We first observed that CIB and C91PL adhere strongly to cultured astrocytes cell lines, and that co-cultures of HTLV-1 infected and astrocyte cell lines cells resulted in rapid syncytium formation, accompanied by severe morphological alterations and increased apoptotic cell death of astrocyte cells. Additionally, cultures of astrocyte cell lines in presence of supernatants harvested from HTLV-1-infected T cell cultures resulted in significant increase in the mRNA of CCL2, CXCL1, CXCL2, CXCL3, CXCL10, IL-13, IL-8, NFKB1, TLR4, TNF, MMP8 and VCAM1, as compared with the values obtained when we applied supernatants of non-infected T- cell lines.

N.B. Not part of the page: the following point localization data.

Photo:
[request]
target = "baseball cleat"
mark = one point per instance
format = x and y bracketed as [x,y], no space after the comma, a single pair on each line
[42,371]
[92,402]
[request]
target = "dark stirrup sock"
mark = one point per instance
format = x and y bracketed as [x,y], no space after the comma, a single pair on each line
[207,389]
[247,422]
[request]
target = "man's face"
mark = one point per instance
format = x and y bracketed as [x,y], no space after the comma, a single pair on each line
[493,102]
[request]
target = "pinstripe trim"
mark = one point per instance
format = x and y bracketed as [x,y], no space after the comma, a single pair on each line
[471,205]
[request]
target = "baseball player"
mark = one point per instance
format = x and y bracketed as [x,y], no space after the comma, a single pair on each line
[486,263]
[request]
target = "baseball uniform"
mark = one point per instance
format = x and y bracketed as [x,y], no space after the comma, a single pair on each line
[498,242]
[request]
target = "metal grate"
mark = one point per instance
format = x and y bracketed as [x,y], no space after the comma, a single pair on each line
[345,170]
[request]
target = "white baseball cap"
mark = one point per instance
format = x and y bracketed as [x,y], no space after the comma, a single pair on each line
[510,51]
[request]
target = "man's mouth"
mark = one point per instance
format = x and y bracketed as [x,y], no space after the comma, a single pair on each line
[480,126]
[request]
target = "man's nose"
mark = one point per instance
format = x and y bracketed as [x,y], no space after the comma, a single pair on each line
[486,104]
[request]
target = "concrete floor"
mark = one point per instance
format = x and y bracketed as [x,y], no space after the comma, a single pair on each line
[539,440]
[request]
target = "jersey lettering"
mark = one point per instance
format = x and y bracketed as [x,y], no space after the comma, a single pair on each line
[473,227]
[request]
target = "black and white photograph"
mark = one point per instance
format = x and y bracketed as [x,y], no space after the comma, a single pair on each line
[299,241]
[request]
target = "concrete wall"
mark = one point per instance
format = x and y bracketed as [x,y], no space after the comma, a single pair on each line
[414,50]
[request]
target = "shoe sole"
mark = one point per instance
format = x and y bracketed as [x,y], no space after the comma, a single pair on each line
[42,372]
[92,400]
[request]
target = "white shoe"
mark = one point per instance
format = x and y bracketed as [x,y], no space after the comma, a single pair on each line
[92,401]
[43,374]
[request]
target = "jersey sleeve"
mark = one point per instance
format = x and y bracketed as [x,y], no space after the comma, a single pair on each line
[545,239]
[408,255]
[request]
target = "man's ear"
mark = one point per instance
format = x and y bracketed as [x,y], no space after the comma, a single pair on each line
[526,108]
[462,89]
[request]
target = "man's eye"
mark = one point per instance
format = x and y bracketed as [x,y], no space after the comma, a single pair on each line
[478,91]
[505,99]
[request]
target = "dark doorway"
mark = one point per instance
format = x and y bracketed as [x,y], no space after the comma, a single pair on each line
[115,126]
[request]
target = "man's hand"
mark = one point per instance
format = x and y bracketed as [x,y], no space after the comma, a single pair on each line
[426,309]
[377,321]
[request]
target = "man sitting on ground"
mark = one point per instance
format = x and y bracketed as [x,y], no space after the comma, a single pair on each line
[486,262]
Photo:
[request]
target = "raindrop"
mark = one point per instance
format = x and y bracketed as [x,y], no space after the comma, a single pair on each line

Lastly, soluble factors secreted by cultured astrocytic cell lines primed through 1-h interaction with infected T cell lines, further enhanced migratory responses, as compared to the effect seen when supernatants from astrocytic cell lines were primed with non-infected T cell lines.

CONCLUSION

Collectively, our results show that HTLV-1 infected T lymphocyte cell lines interact strongly with astrocyte cell lines, leading to astrocyte damage and increased secretion of attracting cytokines, which in turn may participate in the further attraction of HTLV-1-infected T cells into central nervous system (CNS), thus amplifying and prolonging the immune damage of CNS.